Magical Jets Cap



Last football season, my middle son gave me a NY Jets cap that turned out to have magical properties. When I wore it, the Jets won. When I forgot to wear it, they lost.

You can imagine my concern when I went to this son’s wedding in California and lost my “magical Jets cap” in transit. I tried another cap, but its loyalty was to the Indianapolis 500-Mile Race, not the men in green. The Jets lost three games in a row.

To the rescue came my son. He sent me a replacement cap – black with a green logo – and the Jets promptly won two consecutive games. All is well.

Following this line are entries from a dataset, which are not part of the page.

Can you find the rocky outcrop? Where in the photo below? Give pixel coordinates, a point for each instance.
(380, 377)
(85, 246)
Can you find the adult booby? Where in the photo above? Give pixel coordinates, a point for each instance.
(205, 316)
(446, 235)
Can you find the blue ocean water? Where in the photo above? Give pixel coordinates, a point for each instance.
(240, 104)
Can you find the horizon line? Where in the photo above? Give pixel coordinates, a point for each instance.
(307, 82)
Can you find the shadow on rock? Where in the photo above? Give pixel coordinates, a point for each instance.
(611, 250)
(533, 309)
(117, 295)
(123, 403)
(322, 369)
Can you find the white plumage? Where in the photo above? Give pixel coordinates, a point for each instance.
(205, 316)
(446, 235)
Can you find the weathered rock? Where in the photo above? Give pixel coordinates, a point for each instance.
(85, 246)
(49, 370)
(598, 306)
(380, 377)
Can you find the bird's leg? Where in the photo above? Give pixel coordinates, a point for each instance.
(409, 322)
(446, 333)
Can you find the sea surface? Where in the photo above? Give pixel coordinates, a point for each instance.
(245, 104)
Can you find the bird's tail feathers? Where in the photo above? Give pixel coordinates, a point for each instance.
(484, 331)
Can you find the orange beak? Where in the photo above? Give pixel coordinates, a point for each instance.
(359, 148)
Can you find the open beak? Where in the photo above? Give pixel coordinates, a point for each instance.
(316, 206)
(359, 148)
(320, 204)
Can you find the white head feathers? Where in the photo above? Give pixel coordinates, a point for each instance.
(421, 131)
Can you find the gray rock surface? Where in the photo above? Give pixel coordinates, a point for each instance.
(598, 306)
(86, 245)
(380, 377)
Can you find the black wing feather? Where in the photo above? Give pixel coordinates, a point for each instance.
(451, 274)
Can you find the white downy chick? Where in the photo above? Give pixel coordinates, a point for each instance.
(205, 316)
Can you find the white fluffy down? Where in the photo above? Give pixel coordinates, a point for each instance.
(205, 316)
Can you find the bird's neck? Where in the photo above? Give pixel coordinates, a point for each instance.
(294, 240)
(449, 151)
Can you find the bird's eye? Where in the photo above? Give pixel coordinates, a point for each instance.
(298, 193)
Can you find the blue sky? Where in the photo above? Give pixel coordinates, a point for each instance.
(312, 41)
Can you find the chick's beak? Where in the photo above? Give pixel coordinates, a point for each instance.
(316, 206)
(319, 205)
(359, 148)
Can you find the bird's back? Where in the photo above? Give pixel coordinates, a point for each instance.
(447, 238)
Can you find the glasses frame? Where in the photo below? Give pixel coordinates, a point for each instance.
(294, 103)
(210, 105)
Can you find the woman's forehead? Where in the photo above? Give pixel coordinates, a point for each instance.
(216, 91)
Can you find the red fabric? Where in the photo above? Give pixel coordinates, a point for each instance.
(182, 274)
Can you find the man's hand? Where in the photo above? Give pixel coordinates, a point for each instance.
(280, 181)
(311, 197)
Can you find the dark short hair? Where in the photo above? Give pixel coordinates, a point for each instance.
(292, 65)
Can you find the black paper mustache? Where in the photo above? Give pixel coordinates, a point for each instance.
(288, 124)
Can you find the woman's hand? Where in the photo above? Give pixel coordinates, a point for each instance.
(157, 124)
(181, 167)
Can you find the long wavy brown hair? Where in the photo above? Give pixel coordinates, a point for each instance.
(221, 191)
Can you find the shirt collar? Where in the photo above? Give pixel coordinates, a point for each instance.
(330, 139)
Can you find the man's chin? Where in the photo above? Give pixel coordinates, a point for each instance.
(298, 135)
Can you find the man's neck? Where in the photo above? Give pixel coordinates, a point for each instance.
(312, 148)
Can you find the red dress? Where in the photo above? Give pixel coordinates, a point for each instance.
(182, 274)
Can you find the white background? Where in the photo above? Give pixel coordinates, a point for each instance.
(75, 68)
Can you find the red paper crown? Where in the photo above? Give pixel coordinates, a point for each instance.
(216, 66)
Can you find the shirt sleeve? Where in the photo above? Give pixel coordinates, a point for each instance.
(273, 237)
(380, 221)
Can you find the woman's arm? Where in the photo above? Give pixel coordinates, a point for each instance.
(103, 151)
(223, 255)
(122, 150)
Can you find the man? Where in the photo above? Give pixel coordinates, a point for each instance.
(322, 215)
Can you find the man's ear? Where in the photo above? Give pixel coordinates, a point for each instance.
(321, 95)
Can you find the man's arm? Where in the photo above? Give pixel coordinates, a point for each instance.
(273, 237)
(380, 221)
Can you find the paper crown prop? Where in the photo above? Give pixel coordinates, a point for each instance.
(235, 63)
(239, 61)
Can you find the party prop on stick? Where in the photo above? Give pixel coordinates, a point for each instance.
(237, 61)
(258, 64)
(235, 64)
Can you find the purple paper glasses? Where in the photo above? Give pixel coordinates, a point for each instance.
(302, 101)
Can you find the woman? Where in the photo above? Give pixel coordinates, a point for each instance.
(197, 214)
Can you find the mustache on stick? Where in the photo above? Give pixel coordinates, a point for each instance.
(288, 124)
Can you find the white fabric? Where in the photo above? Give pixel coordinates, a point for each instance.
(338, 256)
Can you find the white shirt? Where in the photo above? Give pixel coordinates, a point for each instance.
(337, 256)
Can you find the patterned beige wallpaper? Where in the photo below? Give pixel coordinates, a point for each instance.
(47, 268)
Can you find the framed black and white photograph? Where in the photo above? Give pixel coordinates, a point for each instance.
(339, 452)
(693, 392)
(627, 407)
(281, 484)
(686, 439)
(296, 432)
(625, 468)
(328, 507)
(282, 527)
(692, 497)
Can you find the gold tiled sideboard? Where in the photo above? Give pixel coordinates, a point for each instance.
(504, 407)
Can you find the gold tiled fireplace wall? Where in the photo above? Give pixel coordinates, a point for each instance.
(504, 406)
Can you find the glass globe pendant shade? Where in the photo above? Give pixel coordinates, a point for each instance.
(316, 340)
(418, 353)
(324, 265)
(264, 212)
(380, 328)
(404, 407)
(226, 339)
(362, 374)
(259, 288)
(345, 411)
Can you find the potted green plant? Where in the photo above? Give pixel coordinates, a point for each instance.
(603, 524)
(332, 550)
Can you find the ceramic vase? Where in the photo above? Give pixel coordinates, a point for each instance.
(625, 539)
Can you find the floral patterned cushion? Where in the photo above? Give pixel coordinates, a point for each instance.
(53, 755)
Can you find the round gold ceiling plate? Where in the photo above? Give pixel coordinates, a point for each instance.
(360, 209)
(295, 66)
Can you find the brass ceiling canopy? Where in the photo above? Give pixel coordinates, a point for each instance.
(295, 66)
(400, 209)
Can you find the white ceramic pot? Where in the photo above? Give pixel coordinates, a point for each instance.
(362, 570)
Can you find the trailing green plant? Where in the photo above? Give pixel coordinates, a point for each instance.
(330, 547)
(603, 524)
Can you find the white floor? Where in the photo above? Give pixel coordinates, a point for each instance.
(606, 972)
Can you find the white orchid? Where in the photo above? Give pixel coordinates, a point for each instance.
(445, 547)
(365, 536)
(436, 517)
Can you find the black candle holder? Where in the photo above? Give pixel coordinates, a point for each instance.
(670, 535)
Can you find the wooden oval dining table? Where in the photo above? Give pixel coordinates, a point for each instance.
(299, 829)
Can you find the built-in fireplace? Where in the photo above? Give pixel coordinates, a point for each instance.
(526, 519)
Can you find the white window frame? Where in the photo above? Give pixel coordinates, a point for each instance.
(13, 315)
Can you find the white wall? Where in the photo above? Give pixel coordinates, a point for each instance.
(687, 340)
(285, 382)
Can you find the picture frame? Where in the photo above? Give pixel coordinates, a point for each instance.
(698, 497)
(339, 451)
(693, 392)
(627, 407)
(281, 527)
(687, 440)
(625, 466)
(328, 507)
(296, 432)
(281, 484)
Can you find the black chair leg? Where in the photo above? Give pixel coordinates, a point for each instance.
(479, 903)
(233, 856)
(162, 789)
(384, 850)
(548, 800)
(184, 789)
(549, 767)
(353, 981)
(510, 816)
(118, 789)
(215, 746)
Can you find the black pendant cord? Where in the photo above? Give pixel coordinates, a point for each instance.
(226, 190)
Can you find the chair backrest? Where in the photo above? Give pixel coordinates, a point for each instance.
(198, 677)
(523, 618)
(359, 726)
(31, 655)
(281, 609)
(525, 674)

Do I literally believe in the magic of a cap? Maybe. I believe in the magic of love – as expressed here in a shared delight, an inside joke we can message at game time, the way I miss him in New York. I believe in the magic of fun – following a team just for the fun of it. I believe in the magic of the friends who have shown kindly, humorous concern for my cap situation.

That’s pretty good magic for a simple cap.



FAITH Q & A

Q: You made this statement at the end of a recent Q & A: “Later, when we meet God face to face, we will grasp what we failed to see along the road.” Do you really believe this as a literal truth, or is it just “religious” talk?

A: We are in a realm once described as “limit language.” That means the place at which language reaches its limits and yet we want to say more. “My love is like a rose,” “I am frightened to death,” “You’re as cute as a button.” You get the idea. Our language can only go so far, so we turn to metaphor, simile, myth, story, parable and image to say the more that we need to say.

Religion uses limit language. We describe God as a rock, as ground of our being, as judge, as parent. We describe Jesus as light, bread, shepherd.

The point of such use of limit language isn’t to state a literal truth, but to state what we believe to be true but cannot say within the limits of our language and knowledge. Seeing God face to face doesn’t imply that God literally has a face that we would recognize as a face, but that the intimacy between God and humanity is like seeing someone face to face. Fundamentalists do a great disservice when they insist on the literal truth of such language. They miss its point.